The central bank Wednesday said it would make $638 billion in three-year loans to 523 banks, in an effort to encourage them to advance credit to businesses and consumers and buy the bonds of debt-ridden governments.
It was the biggest cash infusion into the continent's banking system in the 13-year history of the euro.
But numerous analysts said the large amount may be too little to help cash-short banks worried that some governments could default on their loans. The analysts said banks, rather than making new loans to spur the eurozone's stagnant economy or buying governmental securities, might simply add the cash to their reserves or use it to refinance their own debts.
While the cash might help the banks, analysts also said the loans showed that they are dependent on the central bank for funding, rather than other private financial institutions from which they would normally borrow money if the continent's economy were flourishing.
The European Central Bank said it would lend the money at its benchmark interest rate, currently a very low 1 percent. The central bank plans to make more loans to private banks in late February.

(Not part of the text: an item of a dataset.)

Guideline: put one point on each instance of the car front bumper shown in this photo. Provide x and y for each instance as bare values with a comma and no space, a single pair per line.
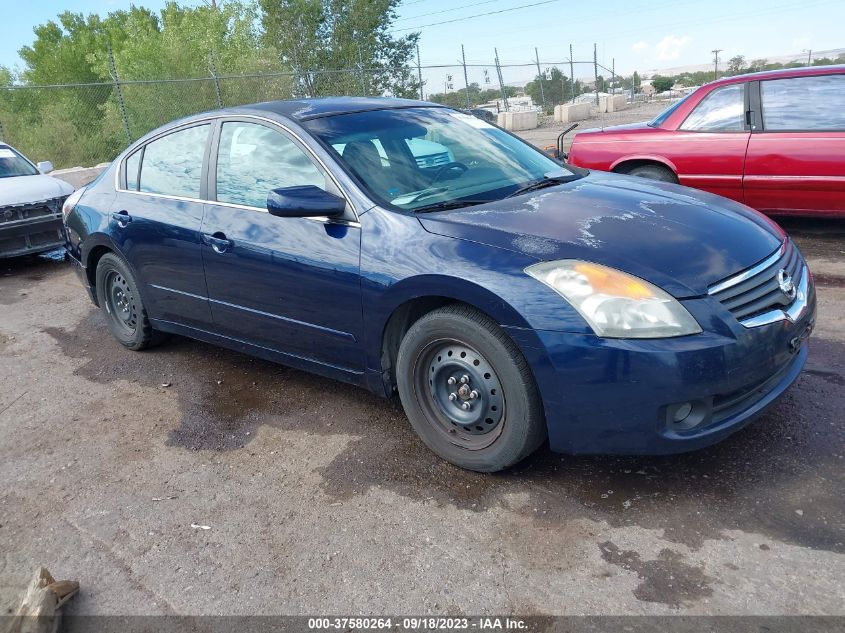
31,228
622,396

The total for Wednesday's loans exceeded the $578 billion figure the ECB lent banks in mid-2009 when the world financial system was reeling from the collapse of the U.S. investment bank Lehman Brothers.
Three eurozone nations — Greece, Ireland and Portugal — already have been forced to secure international bailouts, and Greece is negotiating terms of a second one. Now, some European leaders fear that much larger Italy and Spain could default on their loans – debts that the eurozone bloc of nations would have difficulty recovering from.
Italy reported that its economy shrunk two-tenths of one percent in the July-to-September period, an indication the country may have slipped into its fifth recession in the last decade.
Just outside the eurozone, Hungary also is faced with economic challenges. The Standard & Poor's financial services company downgraded Hungary's credit standing to junk status .
S&P said the downgrade reflected its opinion that the “predictability and credibility” of Hungarian polices continues to weaken. Prime Minister Viktor Orban's government has sought legislation that critics say would reduce the independence of the country's central bank.